Insurance in Hong Kong is regulated by the Insurance Companies Ordinance (Chapter 41), which came into effect on 30 June 1983. The legislation has been amended a number of times to deal with matters such as solvency margins, the valuation of assets, the regulation of intermediaries and the establishment of captive insurers.
The Hong Kong supervisor is the commissioner of insurance. The commissioner is head of the Office of the Commissioner of Insurance (OCI) and is appointed as the Insurance Authority (IA).
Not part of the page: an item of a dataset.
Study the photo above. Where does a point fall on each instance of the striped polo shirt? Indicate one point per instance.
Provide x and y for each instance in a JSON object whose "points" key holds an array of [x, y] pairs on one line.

The OCI is part of the Financial Services and Treasury Bureau of the Hong Kong government and was established on 8 June 1990.
Admitted / Non-admitted
The legal provisions setting out the requirement for insurers to be authorised are contained in Section 6(1) of the Insurance Companies Ordinance, which provides that, “No person shall carry on any class of insurance business in or from Hong Kong except-(a) a company authorised under section 8 to carry on that class of insurance business; (b) Lloyd’s; (c) an association of underwriters approved by the Insurance Authority”. With the exception of certain compulsory classes, the requirement for local authorisation does not prevent either policyholders or intermediaries from placing Hong Kong insurance business with non-admitted insurers abroad.
- Employees’ compensation (the only compulsory insurance relevant to the life and benefits market).
- Motor third party bodily injury.
- Third party bodily injury insurance for certificated local vessels and for vessels registered in the mainland and Macao entering Hong Kong territorial waters.
- Civil aviation third party liability.
- Professional indemnity for insurance brokers.
- Professional indemnity for trustees of mandatory provident funds.
- Fidelity insurance for “licence holding institutions” dealing in securities and futures contracts.
- Building owners’ corporation third party liability insurance.
There are two state insurance companies.
There are no tariff classes.
Premium Taxes and Charges
There are no premium taxes or fire service charges payable by either insurers or policyholders.
The normal policy languages are English and Chinese.
The main distribution channel for personal lines and small commercial accounts is the traditional agency system.
Brokers control most of the large commercial accounts. The leading brokers are trying to increase their efficiency by placing their small business accounts on a panel underwriting basis or by setting up parallel agency companies.